Eight additional operational seasonal prediction systems are assessed for their Pakistan rainfall forecast with data obtained via the Copernicus Climate Change Service (C3S) website. The 1st May 2022 forecast and corresponding hindcasts (1993–2016) are used from the ECMWF SEAS5 system36, Météo-France System 837, the Centro Euro-Mediterraneo sui Cambiamenti Climatici SPS3.538, the Deutscher Wetterdienst GCFS2.139, the National Centers for Environmental Prediction CFS version 240, the Japan Meteorological Agency CPS341 and the UK Met Office Global Seasonal Forecast system version 642.

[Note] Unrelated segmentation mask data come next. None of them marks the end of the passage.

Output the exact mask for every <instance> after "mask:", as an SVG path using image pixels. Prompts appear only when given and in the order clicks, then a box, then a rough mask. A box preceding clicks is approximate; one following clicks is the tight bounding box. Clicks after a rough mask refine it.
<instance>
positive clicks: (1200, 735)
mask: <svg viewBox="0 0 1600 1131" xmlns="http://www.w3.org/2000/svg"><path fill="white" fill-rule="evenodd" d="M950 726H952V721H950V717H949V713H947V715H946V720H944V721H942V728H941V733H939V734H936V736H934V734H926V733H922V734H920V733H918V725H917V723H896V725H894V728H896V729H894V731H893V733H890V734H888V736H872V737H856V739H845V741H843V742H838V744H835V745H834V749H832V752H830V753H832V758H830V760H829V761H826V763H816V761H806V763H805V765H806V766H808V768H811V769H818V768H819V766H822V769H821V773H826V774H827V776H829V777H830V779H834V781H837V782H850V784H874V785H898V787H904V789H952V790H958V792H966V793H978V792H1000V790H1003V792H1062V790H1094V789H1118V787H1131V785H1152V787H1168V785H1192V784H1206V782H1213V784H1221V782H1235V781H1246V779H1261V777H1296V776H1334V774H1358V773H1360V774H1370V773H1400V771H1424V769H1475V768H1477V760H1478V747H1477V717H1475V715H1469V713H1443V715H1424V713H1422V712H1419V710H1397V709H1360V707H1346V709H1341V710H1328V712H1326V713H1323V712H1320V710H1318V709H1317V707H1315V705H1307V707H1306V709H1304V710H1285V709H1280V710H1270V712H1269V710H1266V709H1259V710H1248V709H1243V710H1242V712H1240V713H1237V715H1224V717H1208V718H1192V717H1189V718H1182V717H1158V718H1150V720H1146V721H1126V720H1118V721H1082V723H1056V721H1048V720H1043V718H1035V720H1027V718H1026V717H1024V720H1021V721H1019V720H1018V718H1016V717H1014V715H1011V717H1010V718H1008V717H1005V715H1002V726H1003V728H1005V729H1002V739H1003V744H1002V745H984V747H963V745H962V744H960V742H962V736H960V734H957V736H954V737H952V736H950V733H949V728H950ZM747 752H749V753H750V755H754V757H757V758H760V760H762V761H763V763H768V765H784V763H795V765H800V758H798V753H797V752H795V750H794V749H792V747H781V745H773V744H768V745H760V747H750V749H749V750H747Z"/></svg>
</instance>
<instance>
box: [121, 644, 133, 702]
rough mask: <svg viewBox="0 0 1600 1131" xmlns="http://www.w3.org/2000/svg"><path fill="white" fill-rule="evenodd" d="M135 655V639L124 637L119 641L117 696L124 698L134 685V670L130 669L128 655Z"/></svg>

The strength of the WNPSH is calculated by averaging MSLP over the region [115-150E, 15-25N]24. We create a subtropical jet meridional shift (STJshift) index by taking the difference in 250 hPa zonal wind averaged over the purple boxes shown in Fig. 3. The ENSO Nino3.4 index is defined over the region [170-120W, 5S-5N].

La Niña perturbation experiments

To assess the impact of the summer 2022 La Niña on Pakistan rainfall and associated dynamical circulation anomalies, we performed perturbation experiments using DP3. These used a similar methodology to previous studies examining the impact of the North Atlantic SST tripole in summer 201817 and the IOD in winter 2019/2018. DP316 creates initial conditions for forecasts by nudging the climate model towards an optimally interpolated ocean analysis43 with a 10-day relaxation timescale. We modify the ocean analysis in the tropical Pacific, over a region 20S-20N with a 5° latitude ramp, by swapping the ocean analysis in this region with that of 2021 (a neutral ENSO summer) for the months starting in February and leading up to 1st May. The rest of the ocean, sea-ice and the atmospheric initialisation remained unchanged from the original forecast. After the initial conditions were created on 1st May, we ran a 40-member ensemble parallel to the original forecast. The impact of La Niña is assessed as the original forecast minus the experiment (i.e., with La Niña minus without La Niña). In addition, to assess the impact of the methodology, we performed the opposite experiment—nudging the 2022 tropical Pacific into the 2021 initial conditions. The impact of La Niña is then assessed as experiment minus original. In common with previous studies using this method, nudging only achieved approximately half of the desired signal (change in tropical SSTs). This is because the ocean relaxation is relatively weak (10 days), and no changes are made to the overlying atmosphere, which is still nudged as in the original forecasts. Therefore, to provide the best estimate of the impact of La Niña, and in common with previous studies44, we inflate the signals according to the ratio of desired and actual Niño3.4 values obtained (approximately a factor of two).

Extremes tool

The proposed interactive tool presented in Fig. 6 is an example of how extreme forecast rainfall could be identified and examined over regions corresponding to medium-sized countries or major provinces of larger countries. For this, we use the previously defined equal-area regions of Stone28, but we note that the authors remain neutral with regard to jurisdictional claims in all maps. When examining both the regional extreme rainfall ensemble mean predictions (e.g., for summer 2022 in Fig. 6), and observed outcomes anomalies (including climatological observed quantile thresholds calculated over 1979–2021), we use the semi-standard deviation to separately calculate standardised anomalies on the wet and dry sides of distribution due to the skewed nature of rainfall in many regions. The use of the semi-standard deviation gives an approximately equal number of wet and dry extremes. In Fig. 7, we evaluate the first part of the proposed tool by assessing how well the identified extreme DP3 predicted signals (>±2σ) correspond to extreme outcomes over the 44-year hindcast period. We note that land regions in Antarctica are excluded from the analysis (Figs. 6 and 7) as insufficient verifying observations are available. We use all other regions; however, we note that this could be filtered further in future by applying a minimum threshold on climatological rainfall totals, thereby excluding extremely dry regions.